Nine year old Peat, red haired with one green and one brown eye lives with her sister Maisie at the Overhang tending cows and making cheese. They were banished to this lonely, desolate place 4 days walk from the nearest village due to Peat's appearance.
When a travelling stranger brings disease to the village Peat is blamed and just escapes the mob. Alone and knowing she cannot return to the Overhang Peat travels towards the marshes at the opposite end of the valley. She is accompanied in her adventures by an animal she calls a 'sleek' which will scratch and steal her food one moment and save her life the next.

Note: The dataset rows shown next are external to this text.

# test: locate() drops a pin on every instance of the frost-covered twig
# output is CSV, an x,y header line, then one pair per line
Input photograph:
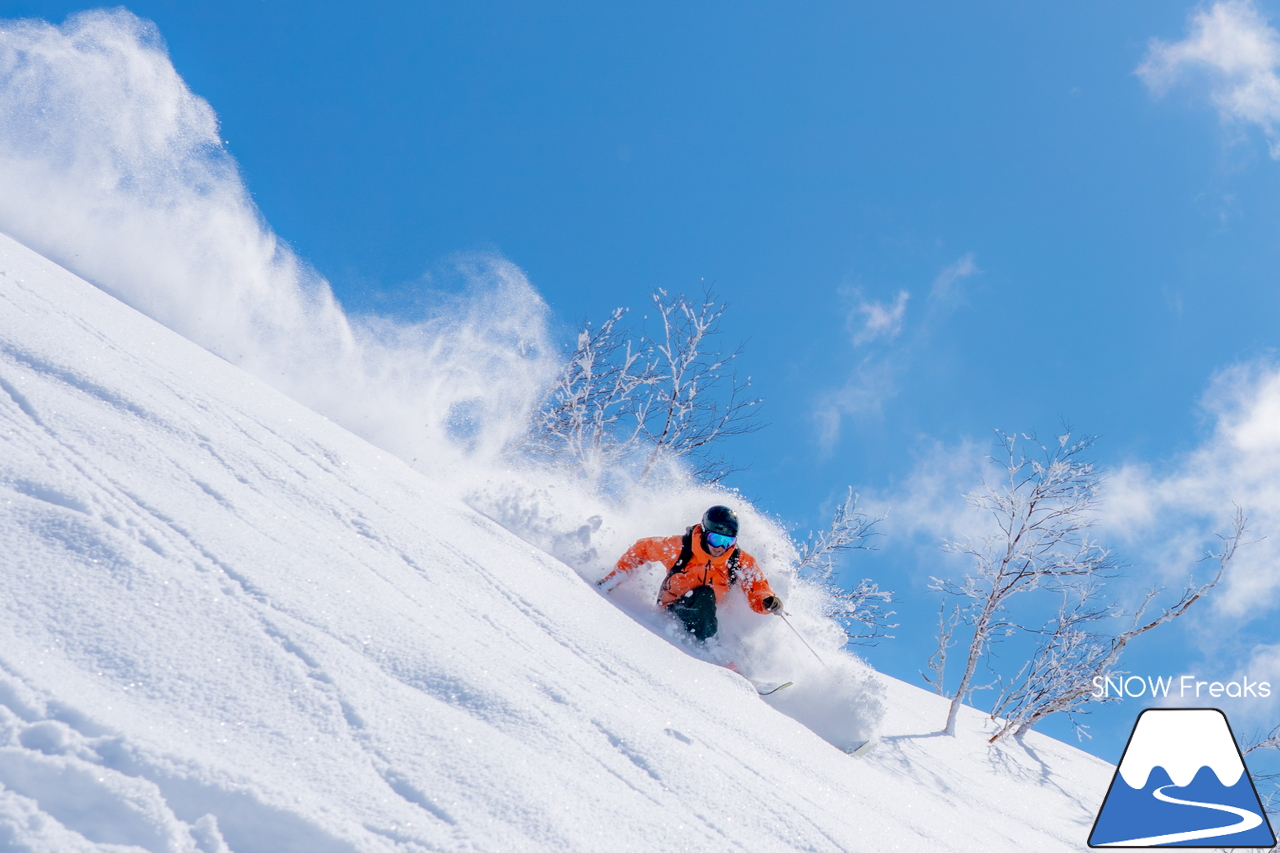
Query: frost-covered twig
x,y
863,609
626,402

In the marshes she is captured by Eadie one of the magical 'marsh aunties' who takes Peat on as an apprentice and teaches her how to tell stories particularly the one about the Siltman. Peat is taken by the mysterious and Siltman and his hounds during a storytelling at the Hub and needs to escape again with the help of the sleek, a nine hundred year old boy and a ghost hound.
There is much to like about the characters especially the independent and optimistic Peat and the sleek which is so human in its reactions. Siltboy with his stilted speech and bravado and even Eadie, despite her betrayal of Peat, elicits sympathy at the end. The story moves along at a good pace with twists and turns a plenty as Peat seems to move from one perilous situation to the next and one hopes the sleek will turn up like the cavalry, just in time. However it is the Siltman's kingdom across the Silver River, 'the Ever' as Siltboy calls it' which keeps me thinking and poses the most questions.